November 17, 2009 — Oscar-winning actor Richard Dreyfuss is well known for starring in such movies as "Jaws," "Mr. Holland's Opus" and "Close Encounters of the Third Kind."

Listen to the UVA Today Radio Show report on this story by Brevy Cannon:


Less known are his passion and advocacy for the importance of passing on to each new generation of Americans an understanding, appreciation and love of their nation's core values and founding ideals.

The American system requires the involvement of intelligent people in citizenship and governance, Dreyfuss said Monday at the University of Virginia. "Everyone in the world knows that America is a miracle – except Americans, because we don't teach it anymore," he said.

During his two-day visit, arranged by U.Va.'s Miller Center of Public Affairs, Dreyfuss gave two talks on Monday, at the Miller Center and in the auditorium of the Harrison Institute/Small Special Collections Library.

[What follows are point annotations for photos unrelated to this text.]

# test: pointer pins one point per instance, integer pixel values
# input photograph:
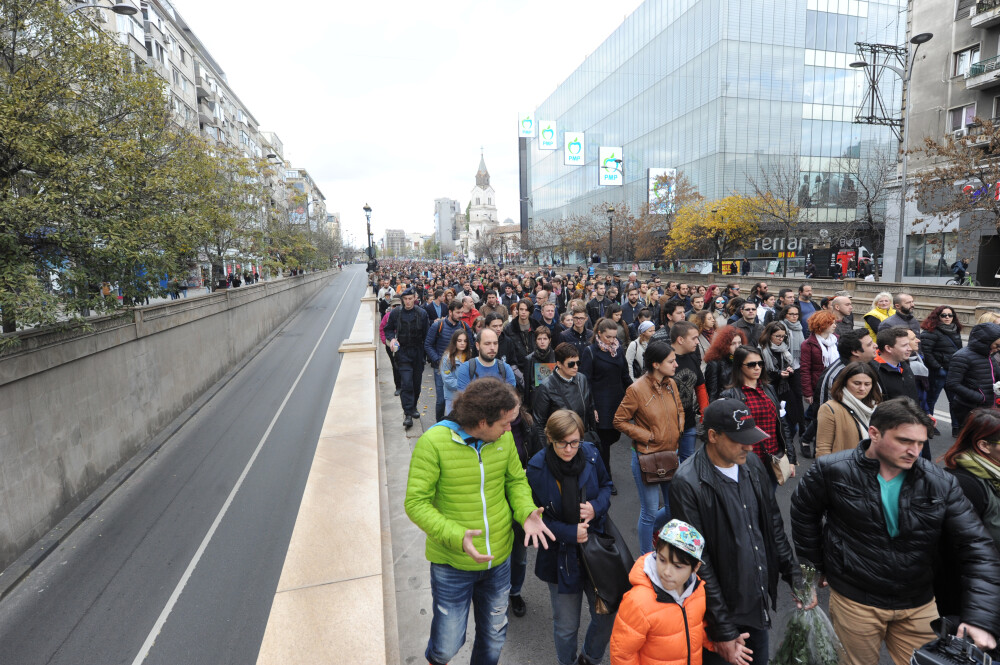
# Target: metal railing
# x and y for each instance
(984, 66)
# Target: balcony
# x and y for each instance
(987, 14)
(984, 74)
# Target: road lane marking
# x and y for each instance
(147, 646)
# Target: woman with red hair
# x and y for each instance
(719, 359)
(974, 460)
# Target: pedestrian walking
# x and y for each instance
(662, 618)
(842, 421)
(724, 491)
(458, 351)
(406, 332)
(973, 372)
(468, 526)
(569, 481)
(940, 338)
(852, 514)
(651, 414)
(603, 363)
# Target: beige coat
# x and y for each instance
(836, 429)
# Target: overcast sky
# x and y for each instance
(389, 102)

On Tuesday, he spoke at St. Anne's-Belfield School.

Dreyfuss' zeal and conviction were palpable as he discussed the importance of teaching civics in a nation bound together only by ideas, rather than ancestry, religion or ethnicity.

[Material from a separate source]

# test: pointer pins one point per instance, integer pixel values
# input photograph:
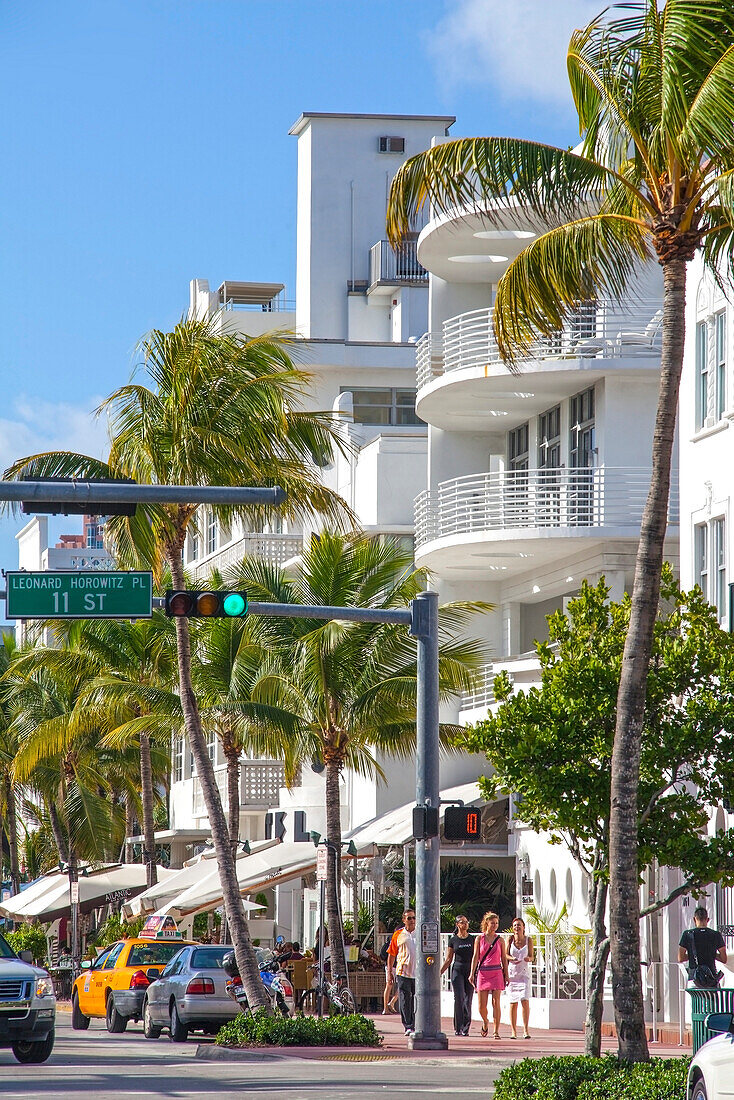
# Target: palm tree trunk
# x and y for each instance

"America is the greatest answer to a question that has been asked for 13,000 years," he said. "The question is 'How can people live together with some sense of mobility and freedom and intellectual freedom and opportunity?' So far, we are the best answer by leagues."

Just as people require extensive training to be a driver, pilot, doctor or lawyer, Dreyfuss said, they require education in citizenship to develop the "basic pre-partisan tools of politics" in order to be responsible sovereigns of a "government of the people, by the people, for the people," as Abraham Lincoln put it in the Gettysburg address.

What about the challenge, asked an audience member, of deciding as a society on how exactly to teach civics, the meaning of the Constitution and America's core values?

Dreyfuss explained that he had recently finished four years of study (both on and off campus) at Oxford University in England to work on developing a curriculum for civics. He did not say whether he had succeeded, but he is crafting a statement demanding that civics be taught with rigor in schools, a statement that people will be able to support by adding their names.

An audience member suggested that Dreyfuss check out the Core Knowledge curriculum developed by E.D. Hirsch Jr., University Professor Emeritus of Education and Humanities and author of "Cultural Literacy: What Every American Needs to Know." That curriculum, for kindergarten through eighth grade, includes well-defined civics and U.S. history content. George Gilliam, assistant director of public programs at the Miller Center, noted that Dreyfuss would meet Hirsch during his two-day visit.

At times during his talk, Dreyfuss was evocative of a prophet frustrated with the heedlessness of his people, most notably when he stressed the urgency of this crisis of uninformed citizenry. He suggested that America's decline, like Rome's, would be a gradual process of rot from within rather than a turning-point event, but could happen within the lifetimes of our grandchildren.

He cited a number of reasons for decline in citizenship, engagement and love of country, things he said were instilled in him by one particular grade-school teacher, and by watching movies from the 1930s through the 1950s by directors such as Frank Capra, John Ford, Henry Hathaway and the Warner brothers – movies that "made you love America."

Since the 1970s, America has been battered by cynicism, Dreyfuss said. Led by Washington's "Beltway culture" and "the sophisticates of glossy magazines like Vanity Fair," this cynicism holds that nothing in public life is real and sincere and that everyone uses hollow talking points to obscure self-serving motives.

The billions spent on political advertising have subverted and skewed public political debate, he charged. Dreyfuss advocated a constitutional amendment establishing a firewall between money, politics and TV, and argued that there is nothing un-American or unconstitutional about putting a complete hold on political advertising on TV.

He lamented the corporate takeover of American media, which compromises the independence of journalists. TV news, in particular, "makes big things small, and small things big," he said.

Good citizenship isn't just voting, he said. The public must demand that political parties, which he compared to "a choice of two brothels," be more honest and responsive to their own core principles.

But there is one root cause of all these factors contributing to a decline in citizenship, Dreyfuss said, once again sounding prophetic: "The real villain here, about all of this, is you and me. We have lost our ability to sustain outrage."